「きみの鳥はうたえる」
2018年 106分(コピアポア・フィルム=函館シネマアイリス)映倫 G
監督:三宅唱 製作:菅原和博 プロデュース:菅原和博 企画:菅原和博 プロデューサー:松井宏 アソシエイトプロデューサー:寺尾修一 ラインプロデューサー: 城内政芳 原作: 佐藤泰志 脚本:三宅唱 撮影:四宮秀俊 美術:井上心平 衣裳:石原徳子 音楽:Hi’Spec
出演:
柄本佑(「僕」)/石橋静河(佐知子)/染谷将太(静雄)/足立智充(森口)/山本亜依(みずき)/柴田貴哉/水間ロン/OMSB/Hi’Spec/渡辺真起子(直子)/萩原聖人(島田)
上映館:新潟市民映画シネ・ウインド
採点:★★★★★
こういう映画は、駄目なひとは全然駄目でしょうね。別に何か特別な事が起こるわけでもなく、軽薄な男女のだらしない関係をだらだらと描いている映画です。しかも、社会的にはまともな人物であるはずのバイトの同僚や店長を風刺的に描いているので、真面目な人ほど不愉快に感じると思います。
これは主人公の「俺」が嘘つきですぐ約束を破るいやな奴で彼の目線で映画が進行していくからなのだと思いますが、途中から「佐知子」の目線も入ってきて、この映画、実は佐知子が本当の主人公なのでは?と思うあたりから徐々に惹きつけられては行きます。酔った「佐知子」がクラブで踊るシーンはとても魅力的です。
石橋静河は石橋凌と原田美枝子の娘だそうですが、お母さんのデビュー時のような衝撃的な感じではありませんが、とても自然体でありながら大胆な演技をする女優さんです。ありふれた陳腐とも言えるセリフを、自分の言葉としてさらりと言えるのは並大抵ではありません。この人の演技、特にラストシーンは、これまでのだらだらとした展開は果たしてこのためにあったのか、と合点がいきました。
ストーリーは男二人で共同生活をしている「僕」と「静男」、そして「僕」とつきあいはじめた「佐知子」の三人の関係を、ゆるり、ゆるりと描写していくだけです。
三宅監督の演出は、映画らしい省略の美学が見て取れます。
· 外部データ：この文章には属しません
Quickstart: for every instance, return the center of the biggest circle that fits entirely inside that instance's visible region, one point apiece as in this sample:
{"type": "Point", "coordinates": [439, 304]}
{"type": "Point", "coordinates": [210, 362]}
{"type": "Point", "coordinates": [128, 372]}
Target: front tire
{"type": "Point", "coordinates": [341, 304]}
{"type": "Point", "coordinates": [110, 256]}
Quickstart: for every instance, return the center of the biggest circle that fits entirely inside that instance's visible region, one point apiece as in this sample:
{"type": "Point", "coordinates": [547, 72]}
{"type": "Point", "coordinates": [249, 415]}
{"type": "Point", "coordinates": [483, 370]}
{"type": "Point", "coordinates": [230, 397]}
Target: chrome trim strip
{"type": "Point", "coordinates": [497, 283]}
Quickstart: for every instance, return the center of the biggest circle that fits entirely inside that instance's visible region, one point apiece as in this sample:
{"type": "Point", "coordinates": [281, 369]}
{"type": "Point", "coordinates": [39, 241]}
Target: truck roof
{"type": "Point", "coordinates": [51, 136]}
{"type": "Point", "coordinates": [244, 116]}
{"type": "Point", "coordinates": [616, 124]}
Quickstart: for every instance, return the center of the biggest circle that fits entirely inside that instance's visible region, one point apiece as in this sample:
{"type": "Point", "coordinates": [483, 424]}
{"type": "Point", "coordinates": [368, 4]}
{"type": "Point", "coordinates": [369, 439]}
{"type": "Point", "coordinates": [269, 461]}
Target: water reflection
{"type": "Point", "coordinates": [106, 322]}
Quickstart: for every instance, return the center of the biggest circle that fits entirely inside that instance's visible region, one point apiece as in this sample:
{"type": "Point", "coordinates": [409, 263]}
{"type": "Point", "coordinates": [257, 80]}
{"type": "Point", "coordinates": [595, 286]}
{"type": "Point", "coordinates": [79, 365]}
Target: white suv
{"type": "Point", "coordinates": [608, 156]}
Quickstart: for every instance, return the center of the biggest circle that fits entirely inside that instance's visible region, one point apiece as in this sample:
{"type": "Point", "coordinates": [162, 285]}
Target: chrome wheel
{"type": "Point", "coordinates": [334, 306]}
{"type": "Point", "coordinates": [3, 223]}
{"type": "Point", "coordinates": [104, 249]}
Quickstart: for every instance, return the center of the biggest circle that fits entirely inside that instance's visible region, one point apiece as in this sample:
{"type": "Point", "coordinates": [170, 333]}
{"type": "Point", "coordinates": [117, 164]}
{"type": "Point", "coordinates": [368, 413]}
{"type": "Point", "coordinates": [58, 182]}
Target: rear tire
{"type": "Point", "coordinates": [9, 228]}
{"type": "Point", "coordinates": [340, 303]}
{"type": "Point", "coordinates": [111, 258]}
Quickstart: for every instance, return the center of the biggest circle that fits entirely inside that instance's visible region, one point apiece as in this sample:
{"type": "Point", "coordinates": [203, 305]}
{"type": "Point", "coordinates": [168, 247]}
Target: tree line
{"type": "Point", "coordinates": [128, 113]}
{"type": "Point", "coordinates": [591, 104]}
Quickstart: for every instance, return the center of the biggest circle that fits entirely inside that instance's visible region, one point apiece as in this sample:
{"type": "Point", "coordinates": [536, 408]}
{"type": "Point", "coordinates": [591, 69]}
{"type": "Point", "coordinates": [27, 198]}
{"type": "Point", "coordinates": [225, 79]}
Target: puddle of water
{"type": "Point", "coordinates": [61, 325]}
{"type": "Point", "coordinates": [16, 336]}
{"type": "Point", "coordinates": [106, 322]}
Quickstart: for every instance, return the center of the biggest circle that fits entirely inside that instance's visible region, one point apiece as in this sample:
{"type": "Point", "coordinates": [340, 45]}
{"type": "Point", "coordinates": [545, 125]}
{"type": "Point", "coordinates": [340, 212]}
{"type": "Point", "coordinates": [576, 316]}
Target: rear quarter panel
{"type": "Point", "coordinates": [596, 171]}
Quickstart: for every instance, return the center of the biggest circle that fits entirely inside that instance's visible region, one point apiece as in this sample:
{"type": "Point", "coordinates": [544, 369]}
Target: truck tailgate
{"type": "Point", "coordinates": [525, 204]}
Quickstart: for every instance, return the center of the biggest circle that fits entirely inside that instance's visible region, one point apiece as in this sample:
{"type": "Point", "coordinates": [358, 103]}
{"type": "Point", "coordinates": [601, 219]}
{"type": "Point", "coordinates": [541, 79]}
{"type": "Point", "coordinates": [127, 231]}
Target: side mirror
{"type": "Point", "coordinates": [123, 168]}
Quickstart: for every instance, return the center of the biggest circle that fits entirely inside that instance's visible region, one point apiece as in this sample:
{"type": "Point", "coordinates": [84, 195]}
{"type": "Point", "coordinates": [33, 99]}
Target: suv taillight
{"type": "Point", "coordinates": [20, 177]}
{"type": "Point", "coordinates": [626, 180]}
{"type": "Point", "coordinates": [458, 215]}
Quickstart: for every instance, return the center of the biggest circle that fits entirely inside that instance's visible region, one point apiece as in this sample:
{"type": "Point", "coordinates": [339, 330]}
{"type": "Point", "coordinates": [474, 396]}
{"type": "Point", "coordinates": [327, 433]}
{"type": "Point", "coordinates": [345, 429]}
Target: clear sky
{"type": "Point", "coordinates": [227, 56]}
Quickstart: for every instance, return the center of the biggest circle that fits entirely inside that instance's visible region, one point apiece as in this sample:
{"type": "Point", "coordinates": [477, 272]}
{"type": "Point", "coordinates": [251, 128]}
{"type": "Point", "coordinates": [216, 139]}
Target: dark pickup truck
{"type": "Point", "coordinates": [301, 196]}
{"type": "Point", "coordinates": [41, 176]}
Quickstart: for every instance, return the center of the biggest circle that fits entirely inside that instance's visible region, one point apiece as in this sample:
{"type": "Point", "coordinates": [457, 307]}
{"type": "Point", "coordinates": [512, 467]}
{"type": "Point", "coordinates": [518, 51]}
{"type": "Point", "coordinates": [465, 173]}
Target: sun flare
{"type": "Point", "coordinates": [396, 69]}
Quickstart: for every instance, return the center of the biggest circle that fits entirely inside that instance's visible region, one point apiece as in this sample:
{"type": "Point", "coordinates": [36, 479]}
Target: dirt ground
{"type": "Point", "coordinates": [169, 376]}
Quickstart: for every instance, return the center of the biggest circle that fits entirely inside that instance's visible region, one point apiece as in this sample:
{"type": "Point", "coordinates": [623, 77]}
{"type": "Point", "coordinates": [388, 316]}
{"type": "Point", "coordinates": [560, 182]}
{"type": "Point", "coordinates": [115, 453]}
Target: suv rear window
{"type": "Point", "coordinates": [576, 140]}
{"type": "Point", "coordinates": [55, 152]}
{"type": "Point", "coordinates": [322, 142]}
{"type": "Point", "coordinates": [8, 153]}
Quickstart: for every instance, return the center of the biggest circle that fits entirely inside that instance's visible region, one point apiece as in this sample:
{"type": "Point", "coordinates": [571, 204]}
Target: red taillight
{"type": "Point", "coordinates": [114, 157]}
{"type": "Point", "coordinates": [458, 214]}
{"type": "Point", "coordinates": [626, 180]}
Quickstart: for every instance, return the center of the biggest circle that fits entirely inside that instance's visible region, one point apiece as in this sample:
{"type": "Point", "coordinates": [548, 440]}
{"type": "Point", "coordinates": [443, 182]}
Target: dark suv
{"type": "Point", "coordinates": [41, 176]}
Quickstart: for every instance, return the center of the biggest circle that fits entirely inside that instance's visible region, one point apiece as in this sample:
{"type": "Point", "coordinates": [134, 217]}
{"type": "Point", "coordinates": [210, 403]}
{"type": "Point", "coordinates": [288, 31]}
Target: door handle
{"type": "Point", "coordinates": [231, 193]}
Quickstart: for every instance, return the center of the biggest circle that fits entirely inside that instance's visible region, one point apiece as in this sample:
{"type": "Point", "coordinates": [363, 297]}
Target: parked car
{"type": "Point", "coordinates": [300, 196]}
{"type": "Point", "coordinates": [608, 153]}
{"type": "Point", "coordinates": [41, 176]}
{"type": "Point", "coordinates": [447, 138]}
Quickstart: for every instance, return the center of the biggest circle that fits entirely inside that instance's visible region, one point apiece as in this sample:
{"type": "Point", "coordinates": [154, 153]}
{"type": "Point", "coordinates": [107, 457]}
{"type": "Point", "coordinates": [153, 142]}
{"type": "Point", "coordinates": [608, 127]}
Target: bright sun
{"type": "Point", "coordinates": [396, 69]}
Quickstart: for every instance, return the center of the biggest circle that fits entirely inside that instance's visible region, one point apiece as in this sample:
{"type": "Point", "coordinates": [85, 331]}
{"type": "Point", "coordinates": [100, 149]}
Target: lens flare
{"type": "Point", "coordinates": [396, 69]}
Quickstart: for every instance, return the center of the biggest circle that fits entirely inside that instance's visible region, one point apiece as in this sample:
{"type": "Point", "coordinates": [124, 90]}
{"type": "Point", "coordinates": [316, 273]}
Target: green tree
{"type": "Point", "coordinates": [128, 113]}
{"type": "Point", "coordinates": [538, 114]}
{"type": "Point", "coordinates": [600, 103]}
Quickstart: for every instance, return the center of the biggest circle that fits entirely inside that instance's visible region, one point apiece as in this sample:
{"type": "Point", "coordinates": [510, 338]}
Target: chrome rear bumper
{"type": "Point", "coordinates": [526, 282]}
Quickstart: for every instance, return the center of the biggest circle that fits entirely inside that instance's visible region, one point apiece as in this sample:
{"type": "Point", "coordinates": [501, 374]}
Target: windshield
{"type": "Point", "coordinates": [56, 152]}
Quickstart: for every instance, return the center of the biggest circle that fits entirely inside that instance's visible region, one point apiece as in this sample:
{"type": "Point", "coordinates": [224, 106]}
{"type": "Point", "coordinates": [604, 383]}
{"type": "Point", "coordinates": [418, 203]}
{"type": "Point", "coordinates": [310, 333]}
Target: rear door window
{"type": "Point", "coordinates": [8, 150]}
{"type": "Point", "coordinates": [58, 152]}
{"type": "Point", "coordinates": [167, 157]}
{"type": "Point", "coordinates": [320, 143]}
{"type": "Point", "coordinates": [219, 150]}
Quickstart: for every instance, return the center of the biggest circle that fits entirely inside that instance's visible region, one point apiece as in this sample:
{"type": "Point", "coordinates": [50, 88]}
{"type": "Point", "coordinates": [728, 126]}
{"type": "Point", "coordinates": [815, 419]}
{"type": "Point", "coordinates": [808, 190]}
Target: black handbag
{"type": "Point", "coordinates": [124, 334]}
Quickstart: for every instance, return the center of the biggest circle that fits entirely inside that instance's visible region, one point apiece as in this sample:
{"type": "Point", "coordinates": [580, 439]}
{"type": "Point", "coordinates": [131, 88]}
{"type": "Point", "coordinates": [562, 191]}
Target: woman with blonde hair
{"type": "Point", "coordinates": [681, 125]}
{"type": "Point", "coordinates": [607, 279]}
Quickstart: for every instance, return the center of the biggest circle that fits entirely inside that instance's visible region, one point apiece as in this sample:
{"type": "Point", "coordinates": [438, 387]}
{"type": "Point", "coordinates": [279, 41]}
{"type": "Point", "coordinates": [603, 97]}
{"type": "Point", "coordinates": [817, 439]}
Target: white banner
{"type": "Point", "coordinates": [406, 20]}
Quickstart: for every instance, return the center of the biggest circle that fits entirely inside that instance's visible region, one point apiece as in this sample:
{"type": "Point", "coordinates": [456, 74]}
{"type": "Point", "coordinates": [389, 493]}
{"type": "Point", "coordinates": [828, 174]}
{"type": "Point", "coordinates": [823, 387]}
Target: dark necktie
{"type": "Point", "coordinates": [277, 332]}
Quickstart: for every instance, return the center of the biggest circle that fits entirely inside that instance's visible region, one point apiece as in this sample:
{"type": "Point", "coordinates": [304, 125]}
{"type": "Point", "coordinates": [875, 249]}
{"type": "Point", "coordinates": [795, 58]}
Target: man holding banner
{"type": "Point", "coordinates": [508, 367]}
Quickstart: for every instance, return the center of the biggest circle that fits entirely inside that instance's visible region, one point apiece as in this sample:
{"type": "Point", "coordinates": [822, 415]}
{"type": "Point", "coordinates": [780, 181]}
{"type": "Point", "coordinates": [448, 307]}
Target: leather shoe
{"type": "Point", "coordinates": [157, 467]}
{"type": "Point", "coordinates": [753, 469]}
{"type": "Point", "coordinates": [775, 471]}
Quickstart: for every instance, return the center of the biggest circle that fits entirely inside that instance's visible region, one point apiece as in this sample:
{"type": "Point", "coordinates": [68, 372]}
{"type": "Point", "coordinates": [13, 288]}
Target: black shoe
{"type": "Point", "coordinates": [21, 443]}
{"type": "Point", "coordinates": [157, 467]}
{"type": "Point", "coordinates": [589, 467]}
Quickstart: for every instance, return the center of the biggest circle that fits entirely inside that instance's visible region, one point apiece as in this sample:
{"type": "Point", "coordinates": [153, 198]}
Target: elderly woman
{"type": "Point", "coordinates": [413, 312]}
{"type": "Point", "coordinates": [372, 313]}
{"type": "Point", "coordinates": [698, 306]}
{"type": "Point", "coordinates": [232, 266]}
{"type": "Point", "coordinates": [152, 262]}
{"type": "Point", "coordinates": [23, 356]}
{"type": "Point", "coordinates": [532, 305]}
バイト先の書店でこっそりとメールで会話する「僕」と佐知子のシーンでは、佐知子からのメールの中身は観客には見せないで、「僕」のリアクションだけで連想させるだけです。
「静男」と「佐知子」が2人だけでキャンプに行ってしまう場面では、2人の様子は一切描かれず、残された「僕」だけが描写されます。
このように、監督は画面に表さない事によって観客に様々な事柄を想像させると言う手法を取っているので、観客としてはとてもじれったい時間を強要させられます。
それらのことが、ラストシーンで一気に収斂していくのは見事な展開でした。
ところで、見終わって違和感を感じたのは「静雄」のキャラクターです。染谷将太は童顔で常に笑顔を浮かべている温和な人物です。シャツを着替えるシーンでは彼の丸まるとした肌の感じが子供っぽい印象に見えました。
「佐知子」が「静雄」と恋人として付き合うことにした、というのはなんだかとっても違和感を感じたので、染谷将太はミスキャストだったのでは?とも感じたのです。三角関係を際立たせるにはもっと強い印象の俳優の方が良かったのではないかと。
しかし、うがった見方ですが「静雄」が同性愛者だとすると、印象は変わります。というか、この映画の根本が変わってしまいます。映画はすべての答えを示さず、解釈は観客に委ねられ、映画は終わります。さて、このあと3人はどうなったのか。
石橋静河の着る胸元のゆったりしたTシャツがなんとなくエロティックで、激しい絡みのシーンがあるわけでもないのにエロいです。これは凄いことです。ちょっと危うい感じで目が離せない感じなのがとても良い女優さんでした。